Mahmoud El-Kati, professor emeritus at Macalester College and a member of the museum board, said he was aware the museum was not going to open last Saturday. But El-Kati said he was not privy to information about negotiations between the museum and the bank that holds the museum's mortgage.
Roxanne Givens, the museum founder, said in an interview earlier this month that it would open Sept. 15. But she also said that if differences with the bank were not resolved, construction might stop. In a text message Monday to the Star Tribune, Givens said only that negotiations with the bank continue.
The museum is depending on a $1 million grant, approved by the Legislature last year, to help with construction. But the state will not release the money until it is listed in first position on the museum mortgage. First position ensures that the state would recover some money if the museum fails.
The museum's mortgage lender, Franklin Bank, currently holds first position and has been unwilling to give it up without some other form of collateral.
"I am hoping this issue will be resolved so we can get on with the business of enlightening the community, city and state," El-Kati said. "It is a critical time for an African-American museum to come into being in Minnesota. It would be good for the social health of the entire state."

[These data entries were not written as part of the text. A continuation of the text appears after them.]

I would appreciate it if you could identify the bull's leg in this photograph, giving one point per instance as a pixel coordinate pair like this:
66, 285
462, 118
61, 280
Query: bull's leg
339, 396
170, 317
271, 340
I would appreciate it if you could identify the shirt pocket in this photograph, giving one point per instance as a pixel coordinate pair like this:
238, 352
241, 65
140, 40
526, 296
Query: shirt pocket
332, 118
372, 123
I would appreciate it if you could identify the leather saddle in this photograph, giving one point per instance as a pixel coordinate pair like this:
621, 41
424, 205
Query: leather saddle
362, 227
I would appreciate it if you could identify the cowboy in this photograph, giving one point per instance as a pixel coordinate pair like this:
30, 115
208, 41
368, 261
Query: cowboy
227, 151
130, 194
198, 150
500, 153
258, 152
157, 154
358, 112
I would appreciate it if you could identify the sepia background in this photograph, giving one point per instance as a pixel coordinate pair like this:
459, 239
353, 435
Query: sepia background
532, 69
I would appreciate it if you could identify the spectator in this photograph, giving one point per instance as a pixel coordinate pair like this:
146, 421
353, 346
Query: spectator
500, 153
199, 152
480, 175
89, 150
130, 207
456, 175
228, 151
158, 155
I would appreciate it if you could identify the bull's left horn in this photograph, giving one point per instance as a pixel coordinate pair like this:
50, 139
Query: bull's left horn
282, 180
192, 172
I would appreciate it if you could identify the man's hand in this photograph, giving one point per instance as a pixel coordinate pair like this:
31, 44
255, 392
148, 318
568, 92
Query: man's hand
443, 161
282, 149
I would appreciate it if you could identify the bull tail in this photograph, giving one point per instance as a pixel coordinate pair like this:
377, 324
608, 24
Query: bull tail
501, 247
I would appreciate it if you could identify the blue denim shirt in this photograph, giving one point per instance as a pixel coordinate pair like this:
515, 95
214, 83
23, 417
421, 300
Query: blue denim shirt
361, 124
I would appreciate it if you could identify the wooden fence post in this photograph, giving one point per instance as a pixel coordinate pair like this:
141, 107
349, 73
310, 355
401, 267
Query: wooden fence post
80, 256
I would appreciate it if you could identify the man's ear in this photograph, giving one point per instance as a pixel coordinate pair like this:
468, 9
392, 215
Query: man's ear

The museum is sponsoring a "salon discussion" Saturday at 2 p.m. at the Sabathani Community Center, 310 E. 38th St. in Minneapolis, to mark the 150th anniversary of President Abraham Lincoln issuing the preliminary Emancipation Proclamation.
Speakers include Bill Green, former Minneapolis school superintendent; Prof. John Wright of the University of Minnesota; Prof. Peter Rachleff of Macalester College; and former Hennepin County District Judge Lajune Lange.